I had a somewhat unexpected workout experience yesterday. Going into my leg workout I wasn't really feeling all that motivated so I said to myself, "I'm just going to do something easy like squatting with no weight and go from there." So I proceeded to try a set of ass-to-floor squats in a very controlled manner to failure. In other words, I was trying to make them as difficult as I could since I wasn't using any weight.
As soon as I did a few reps, I realized my shorts were a little long so I pulled them up with my hands as high as I could get them and just held them up high so I could really see my quads working in the mirror. When I got to the top of the movement, I squeezed both quads for a few seconds like I was in a bodybuilding competition. Then I proceeded to do as many reps as I could do. I repeated with two more sets after that, so 3 sets total. About 45 seconds of rest between sets. I never counted the actual reps per set but I distinctly remembering that it wasn't anywhere near as many as I thought I could do. Maybe I don't remember because all I can recall is how bad those sets burned.![]()
Anyway, I feel a soreness in my legs that I haven't felt in long, long time.
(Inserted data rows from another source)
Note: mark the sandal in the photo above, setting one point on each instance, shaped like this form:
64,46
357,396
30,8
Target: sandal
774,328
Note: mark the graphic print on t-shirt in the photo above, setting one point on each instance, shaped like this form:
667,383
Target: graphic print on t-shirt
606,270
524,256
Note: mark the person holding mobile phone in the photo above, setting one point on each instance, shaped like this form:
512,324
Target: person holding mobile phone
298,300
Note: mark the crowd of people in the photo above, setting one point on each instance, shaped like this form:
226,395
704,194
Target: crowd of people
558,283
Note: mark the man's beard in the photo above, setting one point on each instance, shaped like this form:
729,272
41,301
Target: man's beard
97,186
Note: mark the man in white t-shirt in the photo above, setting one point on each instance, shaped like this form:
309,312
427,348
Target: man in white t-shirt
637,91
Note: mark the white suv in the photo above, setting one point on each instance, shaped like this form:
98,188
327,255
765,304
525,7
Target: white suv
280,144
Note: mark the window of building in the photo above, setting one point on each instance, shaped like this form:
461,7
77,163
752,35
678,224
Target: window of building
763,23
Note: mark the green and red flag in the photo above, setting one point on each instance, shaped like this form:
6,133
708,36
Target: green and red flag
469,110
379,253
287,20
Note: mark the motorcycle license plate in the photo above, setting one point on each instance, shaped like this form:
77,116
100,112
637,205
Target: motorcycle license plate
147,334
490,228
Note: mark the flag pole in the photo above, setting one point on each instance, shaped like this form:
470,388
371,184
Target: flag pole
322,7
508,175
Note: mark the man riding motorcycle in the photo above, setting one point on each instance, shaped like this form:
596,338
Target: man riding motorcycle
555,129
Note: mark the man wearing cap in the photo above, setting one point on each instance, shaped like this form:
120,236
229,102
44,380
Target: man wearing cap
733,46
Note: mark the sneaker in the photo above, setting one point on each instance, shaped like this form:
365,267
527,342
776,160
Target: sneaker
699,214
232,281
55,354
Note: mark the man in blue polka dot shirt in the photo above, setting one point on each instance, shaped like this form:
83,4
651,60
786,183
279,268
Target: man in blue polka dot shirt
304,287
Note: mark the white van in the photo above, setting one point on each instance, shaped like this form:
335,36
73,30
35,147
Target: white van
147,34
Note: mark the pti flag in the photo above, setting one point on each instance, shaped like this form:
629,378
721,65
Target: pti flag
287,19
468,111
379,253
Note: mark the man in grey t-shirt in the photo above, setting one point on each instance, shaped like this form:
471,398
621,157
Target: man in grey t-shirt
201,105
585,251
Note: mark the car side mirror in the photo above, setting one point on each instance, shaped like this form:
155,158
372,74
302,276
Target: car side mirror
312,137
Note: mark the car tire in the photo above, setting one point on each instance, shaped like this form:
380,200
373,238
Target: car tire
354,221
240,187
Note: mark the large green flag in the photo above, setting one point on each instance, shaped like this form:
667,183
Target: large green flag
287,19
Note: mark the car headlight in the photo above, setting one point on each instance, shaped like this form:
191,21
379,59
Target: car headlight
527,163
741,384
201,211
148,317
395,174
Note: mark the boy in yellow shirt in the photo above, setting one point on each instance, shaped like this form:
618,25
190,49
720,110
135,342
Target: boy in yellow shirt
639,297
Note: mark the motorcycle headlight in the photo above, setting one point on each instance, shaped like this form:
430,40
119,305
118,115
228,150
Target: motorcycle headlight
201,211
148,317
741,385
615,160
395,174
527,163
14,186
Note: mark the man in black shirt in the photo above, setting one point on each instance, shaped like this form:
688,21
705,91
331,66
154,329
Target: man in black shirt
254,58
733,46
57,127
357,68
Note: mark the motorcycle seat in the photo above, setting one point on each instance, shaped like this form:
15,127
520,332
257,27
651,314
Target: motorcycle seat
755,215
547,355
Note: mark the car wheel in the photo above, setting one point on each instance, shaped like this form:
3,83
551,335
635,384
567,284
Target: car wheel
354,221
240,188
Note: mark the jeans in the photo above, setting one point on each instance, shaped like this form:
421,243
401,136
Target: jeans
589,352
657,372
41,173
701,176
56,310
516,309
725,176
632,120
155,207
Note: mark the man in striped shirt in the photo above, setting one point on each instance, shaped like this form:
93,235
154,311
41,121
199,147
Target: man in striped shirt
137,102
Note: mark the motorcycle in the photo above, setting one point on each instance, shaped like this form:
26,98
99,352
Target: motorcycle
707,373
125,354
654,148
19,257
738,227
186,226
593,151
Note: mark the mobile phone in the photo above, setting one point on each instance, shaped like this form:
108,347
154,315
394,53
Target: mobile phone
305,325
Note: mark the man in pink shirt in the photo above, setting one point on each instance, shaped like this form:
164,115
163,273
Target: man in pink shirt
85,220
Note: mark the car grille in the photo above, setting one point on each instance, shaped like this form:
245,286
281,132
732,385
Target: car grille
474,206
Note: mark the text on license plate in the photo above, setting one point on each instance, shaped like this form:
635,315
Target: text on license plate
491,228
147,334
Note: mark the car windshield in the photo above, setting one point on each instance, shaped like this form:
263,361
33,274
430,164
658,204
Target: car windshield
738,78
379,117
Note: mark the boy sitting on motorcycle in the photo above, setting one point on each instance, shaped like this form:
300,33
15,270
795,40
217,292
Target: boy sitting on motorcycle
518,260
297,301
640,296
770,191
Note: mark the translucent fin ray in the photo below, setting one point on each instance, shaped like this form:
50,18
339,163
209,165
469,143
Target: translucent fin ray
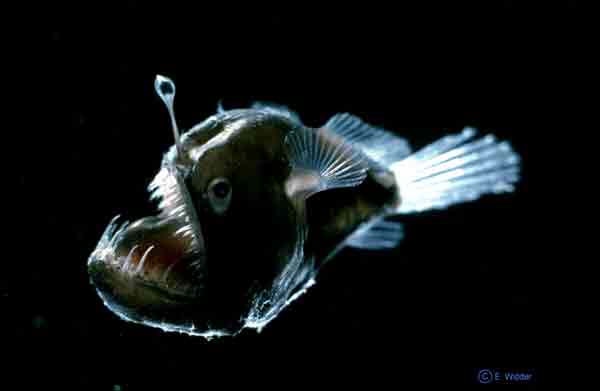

And you know how soreness goes, if you're feeling it the very next day after your workout, wait until the next day. That's when the real pain begins.
After those three sets, my quads felt fried so I just did some stiff-legged deadlifts, hamstring curls, and some ab work.
So if you're looking for a change of pace, or if you're traveling and want a great exercise to do, try 3 sets of squats as described above. You'll be surprised how you feel.
Have you tried or heard of centuries?
10 absolute max rep 1 time after warm up.
25 absolute max 1 time after a minute or so.
After a minute or so, 100 reps of 25 to 40% of your 25 rep weight...without stopping if possible. You're target should be screaming by about 50 or 60 reps. If not, add a few pounds.
Your workout reminded me of that 100 rep feel...really stiff for a day or so after I do them. Incredible pump right during and right after. The article I read about it in (MMI) recommended not doing them but maybe a few cycles every several months or if stuck in a plateau because they take a toll on your nervous system. That 100 rep section really gets the slow twitch into the game as far as lifting goes, tho.